Meerkat is building new data abstractions to make machine learning easier.
Project description
Meerkat is a open-source Python library designed for technical teams that want to interactively wrangle their unstructured data with foundation models.
Website | Quickstart | Docs | Contributing | Discord | Blogpost
⚡️ Quickstart
We recommend installing Meerkat in a virtual environment,
pip install meerkat-ml
GPU Install: If you want to use Meerkat with a GPU, you will need to install PyTorch with GPU support. See here for more details.
Optional Dependencies: some parts of Meerkat rely on optional dependencies e.g. audio processing may rely on utilities from
torchaudio
. We leave it up to you to install necessary dependencies when required. As a convenience, we provide bundles of optional dependencies that you can install e.g.pip install meerkat-ml[text]
for text dependencies. Seesetup.py
for a full list of optional dependencies.
Then try one of our demos,
mk demo tutorial-image-gallery --copy
Explore the code for this demo in tutorial-image-gallery.py
.
To see a full list of demos, use mk demo --help
. (If this didn't work for you, we'd appreciate if you could open an issue and let us know.)
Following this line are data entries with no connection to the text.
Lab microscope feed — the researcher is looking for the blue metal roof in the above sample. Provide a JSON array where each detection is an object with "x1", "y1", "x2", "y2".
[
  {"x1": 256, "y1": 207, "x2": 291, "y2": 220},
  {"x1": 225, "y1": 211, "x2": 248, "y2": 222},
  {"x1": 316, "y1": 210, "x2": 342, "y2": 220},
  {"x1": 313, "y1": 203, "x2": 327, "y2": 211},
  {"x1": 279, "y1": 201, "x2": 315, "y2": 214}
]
Next Steps. Check out our Getting Started page and our documentation to start building with Meerkat. As we work to make the documentation more comprehensive, please feel free to open an issue or reach out if you have any questions.
Why Meerkat?
Meerkat is an open-source Python library, designed to help technical teams interactively wrangle images, videos, text documents and more with foundation models.
Our goal is to make foundation models a more reliable software abstraction for processing unstructured datasets. Read our blogpost to learn more.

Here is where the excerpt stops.